Читаем Делегат грядущего полностью

Каждый год, по весне, пограничники, с которыми люлли за год успевали сдружиться, садились в седла, вьючили свое имущество на верблюдов и уходили куда-то далеко-далеко на север, чтоб уж никогда не вернуться. А вместо них с таким же караваном приходили другие, только караван каждый раз был вдвое, а то и втрое длиннее. С новыми пограничниками люлли тоже дружили, хоть и знали уже, что ровно через год им придется расстаться.

Но был один пограничник, который не уходил с заставы четыре года подряд. Когда он пришел на заставу, зеленые петлицы его были гладкими, а через год на его петлицах появились два красных маленьких треугольника, потом еще два треугольника, один за другим, а на четвертый год на груди пограничника Мариам увидела красивый знак, о котором знала только, что у военнослужащих он называется «орден» и что его дают в самой Москве за большие заслуги. Этот пограничник научился говорить на языке люлли гораздо лучше, чем Мариам говорила по-русски. Когда он приезжал верхом, Мариам подолгу вглядывалась в него из-за ветвей шелковичного дерева, стоявшего у самой горной тропинки. А дальше все случилось само собой, после того как этот пограничник стал преподавать грамоту в школе ликбеза, организованной самими люлли в их пограничном колхозе. На пятый год Мариам поселилась в комнате мужа на самой заставе. В комнате были белые занавески, Мариам полюбила вечерами заводить патефон и уже прекрасно понимала, почему ее мужа красноармейцы зовут «товарищ помнач».

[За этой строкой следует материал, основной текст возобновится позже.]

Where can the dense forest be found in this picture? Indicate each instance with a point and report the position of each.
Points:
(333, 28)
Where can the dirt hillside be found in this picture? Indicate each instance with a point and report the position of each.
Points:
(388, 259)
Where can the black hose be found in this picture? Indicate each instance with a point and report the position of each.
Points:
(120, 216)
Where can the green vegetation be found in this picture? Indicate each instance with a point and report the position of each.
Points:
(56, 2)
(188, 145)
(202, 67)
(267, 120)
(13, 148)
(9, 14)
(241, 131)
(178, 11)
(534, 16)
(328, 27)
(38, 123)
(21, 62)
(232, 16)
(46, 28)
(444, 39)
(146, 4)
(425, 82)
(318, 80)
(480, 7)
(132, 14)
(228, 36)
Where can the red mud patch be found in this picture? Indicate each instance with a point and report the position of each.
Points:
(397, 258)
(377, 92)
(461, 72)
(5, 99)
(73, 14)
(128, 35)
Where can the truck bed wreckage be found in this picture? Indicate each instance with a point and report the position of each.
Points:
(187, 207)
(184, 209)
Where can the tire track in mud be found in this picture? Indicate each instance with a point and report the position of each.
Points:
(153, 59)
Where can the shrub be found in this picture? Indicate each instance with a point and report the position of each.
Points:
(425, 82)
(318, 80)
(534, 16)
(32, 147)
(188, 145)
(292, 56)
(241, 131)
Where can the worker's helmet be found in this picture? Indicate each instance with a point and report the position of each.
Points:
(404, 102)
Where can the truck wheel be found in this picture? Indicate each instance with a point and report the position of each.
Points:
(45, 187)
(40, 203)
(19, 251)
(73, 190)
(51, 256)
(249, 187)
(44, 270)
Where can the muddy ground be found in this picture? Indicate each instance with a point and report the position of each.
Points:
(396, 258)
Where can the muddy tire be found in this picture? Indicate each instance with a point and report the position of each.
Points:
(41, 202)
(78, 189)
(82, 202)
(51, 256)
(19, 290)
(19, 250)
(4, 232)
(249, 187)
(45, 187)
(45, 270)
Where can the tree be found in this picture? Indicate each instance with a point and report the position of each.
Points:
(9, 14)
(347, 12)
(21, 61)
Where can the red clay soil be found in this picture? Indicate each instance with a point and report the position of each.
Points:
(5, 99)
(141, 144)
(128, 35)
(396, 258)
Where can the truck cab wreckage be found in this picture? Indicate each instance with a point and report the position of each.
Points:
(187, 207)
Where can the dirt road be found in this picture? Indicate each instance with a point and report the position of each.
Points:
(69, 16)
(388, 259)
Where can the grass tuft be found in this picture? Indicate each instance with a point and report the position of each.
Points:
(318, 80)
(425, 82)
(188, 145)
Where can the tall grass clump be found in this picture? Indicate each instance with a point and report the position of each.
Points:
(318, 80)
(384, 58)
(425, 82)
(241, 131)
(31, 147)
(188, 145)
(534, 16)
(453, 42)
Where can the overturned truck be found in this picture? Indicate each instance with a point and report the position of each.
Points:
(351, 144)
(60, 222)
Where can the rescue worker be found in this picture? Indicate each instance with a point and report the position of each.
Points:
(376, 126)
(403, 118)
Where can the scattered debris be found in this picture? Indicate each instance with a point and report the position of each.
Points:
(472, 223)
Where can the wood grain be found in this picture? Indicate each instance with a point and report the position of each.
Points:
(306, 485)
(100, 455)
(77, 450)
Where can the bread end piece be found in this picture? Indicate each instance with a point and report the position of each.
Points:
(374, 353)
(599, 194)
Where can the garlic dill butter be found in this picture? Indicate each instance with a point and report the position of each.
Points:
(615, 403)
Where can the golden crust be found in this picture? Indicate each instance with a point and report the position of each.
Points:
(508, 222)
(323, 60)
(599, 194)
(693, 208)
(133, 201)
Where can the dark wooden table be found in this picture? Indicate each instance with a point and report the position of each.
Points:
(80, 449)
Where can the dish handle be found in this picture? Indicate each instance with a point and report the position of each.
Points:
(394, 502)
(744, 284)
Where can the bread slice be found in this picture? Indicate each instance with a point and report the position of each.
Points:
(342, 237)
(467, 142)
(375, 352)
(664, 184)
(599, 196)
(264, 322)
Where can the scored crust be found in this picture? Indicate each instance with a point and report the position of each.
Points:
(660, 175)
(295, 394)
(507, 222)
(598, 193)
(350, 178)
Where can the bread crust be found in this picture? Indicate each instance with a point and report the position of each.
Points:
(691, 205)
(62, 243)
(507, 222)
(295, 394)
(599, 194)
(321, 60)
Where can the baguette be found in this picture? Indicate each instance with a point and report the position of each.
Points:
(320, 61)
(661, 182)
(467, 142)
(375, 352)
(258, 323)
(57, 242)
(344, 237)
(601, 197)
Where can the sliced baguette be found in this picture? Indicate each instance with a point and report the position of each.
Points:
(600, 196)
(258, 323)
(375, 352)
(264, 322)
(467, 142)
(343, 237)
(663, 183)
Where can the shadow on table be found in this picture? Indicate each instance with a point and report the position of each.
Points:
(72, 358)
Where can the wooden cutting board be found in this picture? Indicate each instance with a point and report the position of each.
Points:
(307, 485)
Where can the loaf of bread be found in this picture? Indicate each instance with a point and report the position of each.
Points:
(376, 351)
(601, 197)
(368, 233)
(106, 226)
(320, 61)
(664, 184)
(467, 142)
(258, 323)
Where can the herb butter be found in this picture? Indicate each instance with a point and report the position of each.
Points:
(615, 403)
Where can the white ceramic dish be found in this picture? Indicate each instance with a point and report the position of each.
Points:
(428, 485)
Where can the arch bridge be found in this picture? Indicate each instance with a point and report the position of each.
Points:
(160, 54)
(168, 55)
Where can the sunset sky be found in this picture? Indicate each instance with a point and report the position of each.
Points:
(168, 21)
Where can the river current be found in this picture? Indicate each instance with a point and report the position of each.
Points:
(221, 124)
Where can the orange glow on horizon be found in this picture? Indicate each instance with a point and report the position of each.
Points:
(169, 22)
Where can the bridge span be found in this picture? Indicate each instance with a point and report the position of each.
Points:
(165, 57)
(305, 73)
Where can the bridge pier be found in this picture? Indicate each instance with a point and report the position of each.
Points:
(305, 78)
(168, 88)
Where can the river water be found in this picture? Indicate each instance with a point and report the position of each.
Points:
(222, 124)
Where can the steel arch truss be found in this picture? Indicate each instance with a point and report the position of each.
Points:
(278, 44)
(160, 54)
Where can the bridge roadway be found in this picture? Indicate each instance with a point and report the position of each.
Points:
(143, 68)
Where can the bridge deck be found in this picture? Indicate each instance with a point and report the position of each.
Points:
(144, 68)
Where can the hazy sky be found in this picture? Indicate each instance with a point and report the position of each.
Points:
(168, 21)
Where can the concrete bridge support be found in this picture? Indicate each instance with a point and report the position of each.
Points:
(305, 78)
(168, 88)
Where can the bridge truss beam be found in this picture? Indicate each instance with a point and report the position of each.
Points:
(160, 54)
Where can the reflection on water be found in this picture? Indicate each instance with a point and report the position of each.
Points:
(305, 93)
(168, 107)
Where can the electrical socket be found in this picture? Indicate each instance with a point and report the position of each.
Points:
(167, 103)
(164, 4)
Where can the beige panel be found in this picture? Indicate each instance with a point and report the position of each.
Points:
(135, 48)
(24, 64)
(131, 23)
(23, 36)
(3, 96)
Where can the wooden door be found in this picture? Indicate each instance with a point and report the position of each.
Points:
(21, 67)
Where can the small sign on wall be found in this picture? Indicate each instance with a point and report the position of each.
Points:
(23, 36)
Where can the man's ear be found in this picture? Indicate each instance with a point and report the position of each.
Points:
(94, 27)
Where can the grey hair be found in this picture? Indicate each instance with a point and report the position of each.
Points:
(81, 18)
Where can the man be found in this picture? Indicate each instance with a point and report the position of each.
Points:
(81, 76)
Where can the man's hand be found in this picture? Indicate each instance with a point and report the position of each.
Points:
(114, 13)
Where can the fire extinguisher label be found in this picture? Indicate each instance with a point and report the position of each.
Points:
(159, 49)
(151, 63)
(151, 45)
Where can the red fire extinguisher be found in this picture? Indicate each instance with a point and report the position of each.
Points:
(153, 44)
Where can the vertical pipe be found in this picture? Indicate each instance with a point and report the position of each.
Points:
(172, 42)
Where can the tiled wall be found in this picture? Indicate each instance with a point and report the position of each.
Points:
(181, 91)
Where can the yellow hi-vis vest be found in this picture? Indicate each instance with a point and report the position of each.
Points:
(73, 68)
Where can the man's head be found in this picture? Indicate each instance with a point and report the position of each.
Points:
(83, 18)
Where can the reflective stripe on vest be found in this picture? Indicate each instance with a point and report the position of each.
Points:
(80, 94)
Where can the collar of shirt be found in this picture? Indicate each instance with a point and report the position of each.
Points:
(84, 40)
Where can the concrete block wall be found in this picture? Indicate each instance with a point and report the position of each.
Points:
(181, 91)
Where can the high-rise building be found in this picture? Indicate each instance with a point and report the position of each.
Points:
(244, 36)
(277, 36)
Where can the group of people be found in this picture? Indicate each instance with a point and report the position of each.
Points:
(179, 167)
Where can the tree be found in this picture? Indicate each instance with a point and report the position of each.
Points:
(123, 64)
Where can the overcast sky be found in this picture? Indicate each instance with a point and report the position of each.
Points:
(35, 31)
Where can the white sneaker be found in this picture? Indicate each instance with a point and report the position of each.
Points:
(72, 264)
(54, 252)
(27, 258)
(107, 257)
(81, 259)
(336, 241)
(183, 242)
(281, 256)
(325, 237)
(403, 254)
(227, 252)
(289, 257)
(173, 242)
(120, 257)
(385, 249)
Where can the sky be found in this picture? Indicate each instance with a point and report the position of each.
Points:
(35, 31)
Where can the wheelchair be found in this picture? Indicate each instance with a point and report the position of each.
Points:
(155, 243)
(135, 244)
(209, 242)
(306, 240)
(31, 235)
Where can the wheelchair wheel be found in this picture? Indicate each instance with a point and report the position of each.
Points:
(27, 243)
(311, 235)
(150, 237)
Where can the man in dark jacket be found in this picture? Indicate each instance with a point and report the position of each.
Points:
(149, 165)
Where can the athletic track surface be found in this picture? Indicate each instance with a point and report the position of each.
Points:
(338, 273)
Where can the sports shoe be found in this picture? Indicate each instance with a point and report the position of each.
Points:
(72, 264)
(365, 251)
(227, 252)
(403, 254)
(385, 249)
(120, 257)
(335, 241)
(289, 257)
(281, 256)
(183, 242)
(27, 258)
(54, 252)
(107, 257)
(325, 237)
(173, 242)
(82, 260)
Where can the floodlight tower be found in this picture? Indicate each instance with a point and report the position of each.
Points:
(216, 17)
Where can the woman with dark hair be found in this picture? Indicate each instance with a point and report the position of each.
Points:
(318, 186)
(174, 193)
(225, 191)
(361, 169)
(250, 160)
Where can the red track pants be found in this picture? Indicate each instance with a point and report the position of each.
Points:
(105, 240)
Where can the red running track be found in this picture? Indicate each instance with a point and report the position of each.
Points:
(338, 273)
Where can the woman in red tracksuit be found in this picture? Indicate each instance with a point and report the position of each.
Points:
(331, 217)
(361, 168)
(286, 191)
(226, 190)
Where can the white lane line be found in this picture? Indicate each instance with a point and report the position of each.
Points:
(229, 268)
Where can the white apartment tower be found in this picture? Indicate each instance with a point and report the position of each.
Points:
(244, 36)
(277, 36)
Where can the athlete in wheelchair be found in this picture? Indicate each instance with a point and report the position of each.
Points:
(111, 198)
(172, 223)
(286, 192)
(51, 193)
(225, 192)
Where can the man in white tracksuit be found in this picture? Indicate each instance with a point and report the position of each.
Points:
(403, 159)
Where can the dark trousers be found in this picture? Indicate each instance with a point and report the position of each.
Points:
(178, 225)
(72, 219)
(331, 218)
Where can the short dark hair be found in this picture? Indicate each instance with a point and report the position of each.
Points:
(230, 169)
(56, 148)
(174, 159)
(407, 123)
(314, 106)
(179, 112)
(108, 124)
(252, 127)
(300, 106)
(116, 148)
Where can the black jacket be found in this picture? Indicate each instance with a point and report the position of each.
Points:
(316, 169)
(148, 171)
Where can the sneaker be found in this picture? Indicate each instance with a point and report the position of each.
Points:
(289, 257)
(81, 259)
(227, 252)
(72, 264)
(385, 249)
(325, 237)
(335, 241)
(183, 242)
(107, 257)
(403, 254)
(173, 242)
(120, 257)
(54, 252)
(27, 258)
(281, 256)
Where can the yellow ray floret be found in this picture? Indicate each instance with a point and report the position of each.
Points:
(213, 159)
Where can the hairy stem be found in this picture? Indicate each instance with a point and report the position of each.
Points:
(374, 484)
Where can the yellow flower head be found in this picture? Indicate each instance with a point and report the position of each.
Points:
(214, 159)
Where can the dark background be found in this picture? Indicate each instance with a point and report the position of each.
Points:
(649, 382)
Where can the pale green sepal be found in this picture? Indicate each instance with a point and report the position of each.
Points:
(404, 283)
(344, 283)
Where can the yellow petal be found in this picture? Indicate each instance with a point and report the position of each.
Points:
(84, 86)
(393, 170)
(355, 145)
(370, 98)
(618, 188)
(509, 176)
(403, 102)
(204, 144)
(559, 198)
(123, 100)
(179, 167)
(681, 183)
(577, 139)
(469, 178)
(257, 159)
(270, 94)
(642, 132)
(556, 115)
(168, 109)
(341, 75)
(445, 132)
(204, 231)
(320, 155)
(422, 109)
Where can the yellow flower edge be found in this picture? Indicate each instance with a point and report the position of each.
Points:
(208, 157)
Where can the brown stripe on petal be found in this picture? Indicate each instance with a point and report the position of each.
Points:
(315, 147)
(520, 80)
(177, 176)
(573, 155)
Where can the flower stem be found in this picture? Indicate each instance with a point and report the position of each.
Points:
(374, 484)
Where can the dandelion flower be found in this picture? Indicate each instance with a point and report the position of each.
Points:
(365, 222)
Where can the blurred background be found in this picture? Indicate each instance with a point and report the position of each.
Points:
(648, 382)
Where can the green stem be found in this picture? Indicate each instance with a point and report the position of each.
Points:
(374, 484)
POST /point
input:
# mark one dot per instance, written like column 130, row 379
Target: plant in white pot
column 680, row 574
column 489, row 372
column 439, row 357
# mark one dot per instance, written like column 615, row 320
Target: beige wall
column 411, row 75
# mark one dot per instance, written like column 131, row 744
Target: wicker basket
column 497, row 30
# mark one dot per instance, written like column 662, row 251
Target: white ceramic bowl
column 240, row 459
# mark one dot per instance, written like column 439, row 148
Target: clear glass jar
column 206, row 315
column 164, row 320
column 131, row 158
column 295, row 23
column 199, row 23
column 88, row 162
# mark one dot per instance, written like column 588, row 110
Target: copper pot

Однажды летом в ущелье прозвучали последние взрывы аммонала, и к заставе подкатил первый забрызганный, тяжело нагруженный автомобиль. Мариам очень испугалась его, но испуга своего не показала решительно никому — ведь она уже давно считала себя культурной женщиной, и ведь это же очень смешно: испугаться автомобиля!

А через месяц вместе с мужем Мариам неслась в том же автомобиле по новой бесконечной шоссейной дороге. Ей было очень грустно навсегда покинуть свою заставу и своих люлли, но ее мужа переводили на Север…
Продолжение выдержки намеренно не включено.